An evangelical and a Catholic leader disavowed proselytism as they advocated witnessing to their faith recently at a global conference on the relationship between Muslims and Christians.
Building trust between Christians and Muslims requires transparency, not secrecy, Parham observes.
"The employees of Catholic Relief Services do not proselytize—ever—period. We are organizationally inspired by our faith. But we let our actions do the talking," said Ken Hackett, president of Catholic Relief Services.
David Robinson, senior advisor for World Vision International, said, "We have instituted policies that prohibit proselytism and we train our staff … to respect those of other faiths and not engage in any type of religious manipulation."
Hackett and Robinson were panelists at Georgetown University's "A Common Word Between Us and You: A Global Agenda for Change" conference, the fourth such "Common Word" gathering.
Based on the shared belief in love for God and love for neighbor, Muslim and Christian leaders and scholars have held similar meetings at Yale University, the University of Cambridge and the Vatican.
Both Catholic Relief Services and World Vision have programs in majority Islamic countries.
"We walk like any other NGO [non-governmental organization] and often times we talk like any other NGO," said Hackett. "But many of us, who are faith-based organizations, are fundamentally different because we are organizations with a faith tradition that structures us and it orients our motivations and our values because those values … come from our traditions and scriptures."
Hackett said, "I would contend that fundamental faith identity for organizations offers far more opportunities for collaboration in the Islamic world than the secular organizations that might be similar."
He urged faith-based NGO leaders to be "clear and loud about who you are as an organization and the values that you hold. I find that people respect that we clearly and consistently abide by the moral teachings of our faith."
Acknowledging that his organization was rooted in Catholic social teachings related to the special option for the poor, he stressed that faith-based organizations working abroad must have respect for other religions.
"[I]t is important not to be aggressive and to flaunt one's religious identity," said Hackett.
He added during the roundtable discussion: "Be clear and very direct about who you are and what you believe. There are organizations that kind of try to hide themselves a little bit, are not transparent in who they are and what they intend to do."
Robinson, too, underscored the need for transparency, noting that "we are very upfront about who we are and how we operate."
"Our first and primary core value is that we are Christian. Our faith in Jesus motivates us to follow his example to serve the poor and oppressed as a demonstration of God's unconditional love for all people," said Robinson, who works in Islamic countries.
World Vision does not and will not "use the power of our size or resources in humanitarian response and development to coerce, induce, discriminate or manipulate. World Vision's work is unconditional," said Robinson.

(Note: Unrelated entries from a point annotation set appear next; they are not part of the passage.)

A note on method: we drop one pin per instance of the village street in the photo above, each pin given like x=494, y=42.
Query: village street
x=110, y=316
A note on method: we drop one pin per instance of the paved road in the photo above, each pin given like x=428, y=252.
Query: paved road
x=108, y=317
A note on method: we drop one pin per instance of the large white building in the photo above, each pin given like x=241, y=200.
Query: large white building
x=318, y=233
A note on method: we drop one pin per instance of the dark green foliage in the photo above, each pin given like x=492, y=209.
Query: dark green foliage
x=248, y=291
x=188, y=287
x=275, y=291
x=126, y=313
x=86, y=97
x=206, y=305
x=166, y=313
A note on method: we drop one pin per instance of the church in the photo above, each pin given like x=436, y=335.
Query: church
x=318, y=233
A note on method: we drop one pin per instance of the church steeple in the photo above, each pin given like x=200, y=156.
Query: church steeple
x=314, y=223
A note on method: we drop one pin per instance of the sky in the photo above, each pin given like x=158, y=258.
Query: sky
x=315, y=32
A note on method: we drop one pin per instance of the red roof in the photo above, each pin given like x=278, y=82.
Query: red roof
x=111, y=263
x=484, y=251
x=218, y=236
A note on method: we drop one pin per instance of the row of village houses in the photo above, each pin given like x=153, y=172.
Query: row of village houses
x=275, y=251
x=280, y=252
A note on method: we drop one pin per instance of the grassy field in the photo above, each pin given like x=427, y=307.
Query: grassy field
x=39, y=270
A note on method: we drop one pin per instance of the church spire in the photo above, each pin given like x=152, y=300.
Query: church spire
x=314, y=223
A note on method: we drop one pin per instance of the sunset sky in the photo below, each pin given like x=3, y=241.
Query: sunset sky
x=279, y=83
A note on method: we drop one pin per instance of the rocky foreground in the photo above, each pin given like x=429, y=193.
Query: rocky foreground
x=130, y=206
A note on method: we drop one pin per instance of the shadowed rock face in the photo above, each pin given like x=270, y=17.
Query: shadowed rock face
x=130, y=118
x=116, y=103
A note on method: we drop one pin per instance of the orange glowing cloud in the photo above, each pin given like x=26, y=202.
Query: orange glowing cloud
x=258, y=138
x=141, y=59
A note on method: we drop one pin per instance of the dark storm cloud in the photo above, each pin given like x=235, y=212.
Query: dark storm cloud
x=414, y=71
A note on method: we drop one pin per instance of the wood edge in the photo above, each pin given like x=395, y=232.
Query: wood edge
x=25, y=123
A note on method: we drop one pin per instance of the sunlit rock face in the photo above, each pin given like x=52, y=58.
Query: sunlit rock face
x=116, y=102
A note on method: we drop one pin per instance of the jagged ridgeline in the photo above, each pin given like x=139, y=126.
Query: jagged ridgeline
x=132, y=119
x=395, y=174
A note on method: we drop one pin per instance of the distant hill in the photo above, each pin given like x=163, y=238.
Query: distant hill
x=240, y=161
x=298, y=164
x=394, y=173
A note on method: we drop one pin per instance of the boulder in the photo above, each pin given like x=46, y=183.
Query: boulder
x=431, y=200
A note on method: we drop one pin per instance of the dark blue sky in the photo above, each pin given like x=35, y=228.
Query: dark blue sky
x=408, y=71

"The very act of obedience in following Jesus' commandment is a witness to our love for him … When our staff are asked why we are doing it, we will answer that we are doing it in response out of love and obedience to our Lord," he said. "Now that is a witness to our faith. That is not proselytism."
A signatory to the code of conduct of the Red Cross and Red Crescent, World Vision works in 20 majority Muslim countries, where the organization employs Muslim staff members.
World Vision focuses on saving lives in emergencies, empowering people to be owners of their own development and seeking justice to protect the most vulnerable, said Robinson.
Building trust between Christians and Muslims requires transparency, not secrecy.
Is it not rather odd that in the age of Google some American Christian organizations think they can trick government officials and local citizens in foreign countries into believing they are not really Christians or not really proselytizing? Does that American Christian mindset reflect the worn-out colonial attitude that "the natives" aren't really smart enough to know what's going on?
The answer to both rhetorical questions is "Of course!"
Yet some Christian organizations continue to think that the ends of conversion justify any means—concealment or manipulation or taking advantage of folk during an emergency.
Catholic Relief Services and World Vision offer a better way forward. Truth beats deception every time. Walk trumps talk. Transparency trounces secrecy.
Robert Parham is executive editor of EthicsDaily.com and executive director of its parent organization, the Baptist Center for Ethics.